When unclipped, the Union Gravity Clip’s give a reassuring amount of grip on the pedal to get you through a technical section safely, meaning it’s a lot less concerning to drop a foot mid-run. They’re still undoubtedly less secure than a flat pedal, but certainly offer enough to get you through a section with a little bit of care. There were times when, as with most clip mechanisms, particularly thick mud would build up and make clipping in slightly harder. That said, I was seldom unable to get clipped in when testing in some of the gloopiest mud in the world, and the slightly more open mechanism seemed to fare better than an SPD equivalent.
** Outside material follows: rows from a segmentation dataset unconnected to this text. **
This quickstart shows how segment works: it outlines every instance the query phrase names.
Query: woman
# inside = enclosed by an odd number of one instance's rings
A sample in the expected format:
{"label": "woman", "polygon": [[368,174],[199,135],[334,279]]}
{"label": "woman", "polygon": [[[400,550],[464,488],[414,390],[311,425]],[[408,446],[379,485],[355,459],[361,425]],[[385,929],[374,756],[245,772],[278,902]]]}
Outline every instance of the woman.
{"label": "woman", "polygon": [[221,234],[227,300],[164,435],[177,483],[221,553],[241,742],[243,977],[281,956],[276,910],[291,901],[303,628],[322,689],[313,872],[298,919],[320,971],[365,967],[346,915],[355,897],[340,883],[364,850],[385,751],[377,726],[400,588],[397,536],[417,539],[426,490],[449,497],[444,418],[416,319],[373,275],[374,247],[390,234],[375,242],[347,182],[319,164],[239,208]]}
The Hope Union Gravity Clip pedals, as with the rest of Hope’s ever-growing portfolio of components, oozes quality and refinement, with tough wearing finishes, well-sealed bearings, and durable materials. Over a harsh Scottish Winter test period, they’ve held up extremely well and show considerably less wear than you would expect. Crucially, they still spin as smooth as day 1, there’s no rusting or wear to the clip mechanism or cleats thanks to the materials used, and even the cleats have survived very well considering the granite rock walking, and rash stamping to get clipped-in they have faced. Though they’re not the thinnest or narrowest pedals on the market, they’ve avoided being smashed off trailside obstacles really well even though they’ve been tested with some of the lower BB’s I’ve ridden, so I’d suggest the heavily ramped leading edges and chamfered sides do a good job in this respect. Most importantly, entering the pedals still produces that reassuring “click”, and there’s no sign that it’s going to stop. As a gravity clip pedal 520g is perfectly acceptable, and the weight weenies can drop 100+g by opting for the Trail or Race versions instead if it’s a concern. Their price certainly isn’t cheap, but in my eyes, they seem surprisingly good value for the performance and longevity on offer. Kudos to Hope on these.
The Wolf’s Last Word
Hope took their sweet time in adding a clip-in mechanism to their F20 flats, but oh boy was it worth the wait. Support, grip, and a clip mechanism that’s just a treat to use, the Union Gravity Clip pedals are a top tier option…if you can get your hands on them.